When I was head of the Russian government or foreign minister, each time I met with Vice President Al Gore, Secretary of State Madeleine Albright and Deputy Secretary of State Strobe Talbott, they would invariably rake me over the coals for our nuclear power plant construction in Bushehr, Iran.

They would present me with the same list of Russian firms and companies that were supposedly supplying Iran with technology that could be used to produce nuclear weapons. We knew about their list because it had been given to us earlier by the Israeli government. We would explain that the construction in Bushehr was being carried out under the strict oversight of the International Atomic Energy Agency (IAEA); that many of the companies on their list were no longer to be found at the addresses they showed; that we were delivering the same kind of light water reactors that the US was getting ready to give North Korea; that for Iran to have nuclear weapons was clearly not in Russia’s interest—first and foremost for purely geographical reasons.

Today, of course, demarches like these should be a thing of the past. Just like any other nation, Russia bears sole responsibility for any violations of international obligations currently in force. Our simple rule of thumb is that there should be no such violations.

The multitude of existing documents—UN Security Council resolutions and various conventions and declarations adopted by the UN General Assembly and its special bodies, by the Council of Europe, by the Organization of American States, by the League of Arab States, by many national parliaments and by a number of international conferences—falls short. We must develop a comprehensive document, a charter, for the war on terrorism. One prominent expert on international law, G.I. Morozov, correctly asserts that terrorism must not be viewed as a political crime. It is by its very nature a criminal act. Morozov insists that national laws on statutes of limitations or on the right of nonextradition do not apply to terrorist crimes. Any charter on terrorism must make issues like this clear.

That such a charter will sooner or later be signed seems a certainty. We do not need to specify exact contents—a task requiring international consultation and negotiation—to be able to anticipate several of the measures it would provide.

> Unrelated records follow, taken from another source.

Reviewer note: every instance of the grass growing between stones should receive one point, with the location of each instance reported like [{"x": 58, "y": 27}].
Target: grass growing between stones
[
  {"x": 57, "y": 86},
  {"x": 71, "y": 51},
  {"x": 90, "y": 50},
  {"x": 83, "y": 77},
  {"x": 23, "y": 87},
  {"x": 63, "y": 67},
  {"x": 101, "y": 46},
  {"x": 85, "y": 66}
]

Nations that sign the charter would make a binding agreement not to permit within their borders any group or organization that advocates terrorism to achieve its goals, regardless of how noble or desirable those goals might seem. Any signatory to the charter would undertake strict financial oversight of terrorist groups, as well as measures to prohibit the transport of weapons, ammunition or troops by them. The charter could include any number of additional requirements or provisions for nations that agree to take an uncompromising line against terrorism.

I would like to emphasize that it is the responsibility of all states that sign the charter to turn over terrorists that seek a haven within their borders, at the request of any other signatory and with sufficient and appropriate documented evidence. Extradition of accused terrorists is essential in the war on terrorism: Criminals should not be able to count on shelter from any state. No matter where they are, they should find no quarter.

At present there are many states that do not share extradition agreements, a situation that often interferes with efforts to bring criminals to justice.

Changing extradition laws and legislation on a national level is a long and arduous process. These obstacles would melt away with a charter on terrorism.

The global community must agree to reevaluate many previously accepted beliefs about ensuring nations’ security and that of their allies. They must take part in establishing and maintaining regional and global stability.

Essential to this is finding reliable means of combating international terrorism in all its new forms.

The war on terrorism will not be effective unless all forces for good in the world join together in this common goal—and this includes the world’s one billion Muslims.